My breasts-once shapely, tender, and feminine-were suddenly useless appendages. They had been designed to provide nourishment for my offspring, but there would be no offspring to nourish, and so they became merely interesting accessories. As my next period approached, my breasts swelled to what felt like twice their normal size and ached from somewhere deep inside my body, reminding me again that they were now superfluous. Period equals not pregnant equals no babies equals no good use for my breasts.

And no good use for me.

In the survival of the fittest, nature had seen a weakness in me and opted to shut down my production line. I was inadequate, faulty, a lesser human being. I was not a real woman or a valuable part of the human race, if I could not contribute to its future. My body had let me down.

Related: Yoga for Fertility

My Pity Party was a grand affair and everyone was invited, but thankfully, it didn't last long and one of my guests brought what turned out to be the perfect gift - a list of famous women who also never had children. It included Marilyn Monroe, Ginger Rogers, and Coco Chanel-all fabulous in the body department, but a little more research turned up an even more impressive list. Alongside Rosa Parks, Amelia Earhart, and Oprah Winfrey, I found tennis superstar, Billy Jean King, and Grete Waitz-the two-time New York Marathon winner, Olympian, World Champion, and former world record holder. And let's not forget Gertrude Ederle, who in 1926 became the first woman to swim the English Channel. None of these women had children, but their bodies had certainly not let them down.

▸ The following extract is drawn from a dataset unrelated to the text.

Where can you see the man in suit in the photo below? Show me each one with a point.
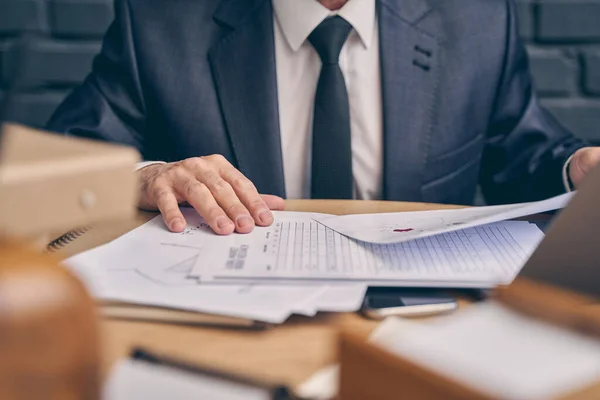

So, my body and I went for a long walk together and talked the whole mess over. I expressed how disappointed I was that it hadn't come through for me, and it retaliated by reminding me that I hadn't always been the most careful owner. We walked and talked, and eventually we reached an agreement.

Like any good partnership, our relationship will take work. I have promised to take my job as body owner more seriously and take responsibility for providing good nutrition and regular exercise. In return it has promised to do the best it can with everything I ask of it. It knows that I am not perfect and that some days I will feed it chocolate and pizza; and I am willing to forgive its imperfections and be grateful for all it can do. Somehow, together, my body and I will fall in love with one another again.